AlTahhan Fatma E, Khouqeer Ghada A, Saadi Sarmad, Elgarayhi Ahmed, Sallah Mohammed
Mathematics Department, Faculty of Science, Mansoura University, Mansoura 35516, Egypt.
Physics Department, Faculty of science, Imam Mohammad Ibn Saud Islamic University, Riyadh 11564, Saudi Arabia.
Diagnostics (Basel). 2023 Feb 23;13(5):864. doi: 10.3390/diagnostics13050864.

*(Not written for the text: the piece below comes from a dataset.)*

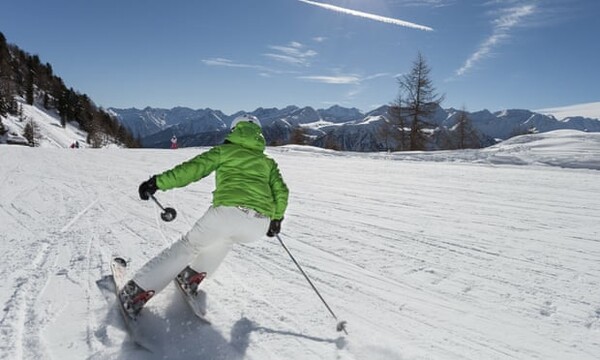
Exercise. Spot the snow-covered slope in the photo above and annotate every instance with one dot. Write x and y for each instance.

Refined hybrid convolutional neural networks are proposed in this work for classifying brain tumor classes based on MRI scans. A dataset of 2880 T1-weighted contrast-enhanced MRI brain scans are used. The dataset contains three main classes of brain tumors: gliomas, meningiomas, and pituitary tumors, as well as a class of no tumors. Firstly, two pre-trained, fine-tuned convolutional neural networks, GoogleNet and AlexNet, were used for classification process, with validation and classification accuracy being 91.5% and 90.21%, respectively. Then, to improving the performance of the fine-tuning AlexNet, two hybrid networks (AlexNet-SVM and AlexNet-KNN) were applied. These hybrid networks achieved 96.9% and 98.6% validation and accuracy, respectively. Thus, the hybrid network AlexNet-KNN was shown to be able to apply the classification process of the present data with high accuracy. After exporting these networks, a selected dataset was employed for testing process, yielding accuracies of 88%, 85%, 95%, and 97% for the fine-tuned GoogleNet, the fine-tuned AlexNet, AlexNet-SVM, and AlexNet-KNN, respectively. The proposed system would help for automatic detection and classification of the brain tumor from the MRI scans and safe the time for the clinical diagnosis.
本文提出了一种改进的混合卷积神经网络,用于基于磁共振成像(MRI)扫描对脑肿瘤类别进行分类。使用了一个包含2880张T1加权对比增强MRI脑部扫描图像的数据集。该数据集包含三类主要的脑肿瘤:神经胶质瘤、脑膜瘤和垂体瘤,以及一类无肿瘤的图像。首先,使用两个预训练的、经过微调的卷积神经网络GoogleNet和AlexNet进行分类,验证准确率和分类准确率分别为91.5%和90.21%。然后,为了提高微调后的AlexNet的性能,应用了两个混合网络(AlexNet-SVM和AlexNet-KNN)。这些混合网络的验证准确率和准确率分别达到了96.9%和98.6%。因此,混合网络AlexNet-KNN被证明能够高精度地应用于当前数据的分类过程。导出这些网络后,使用一个选定的数据集进行测试,微调后的GoogleNet、微调后的AlexNet、AlexNet-SVM和AlexNet-KNN的准确率分别为88%、85%、95%和97%。所提出的系统将有助于从MRI扫描中自动检测和分类脑肿瘤,并节省临床诊断时间。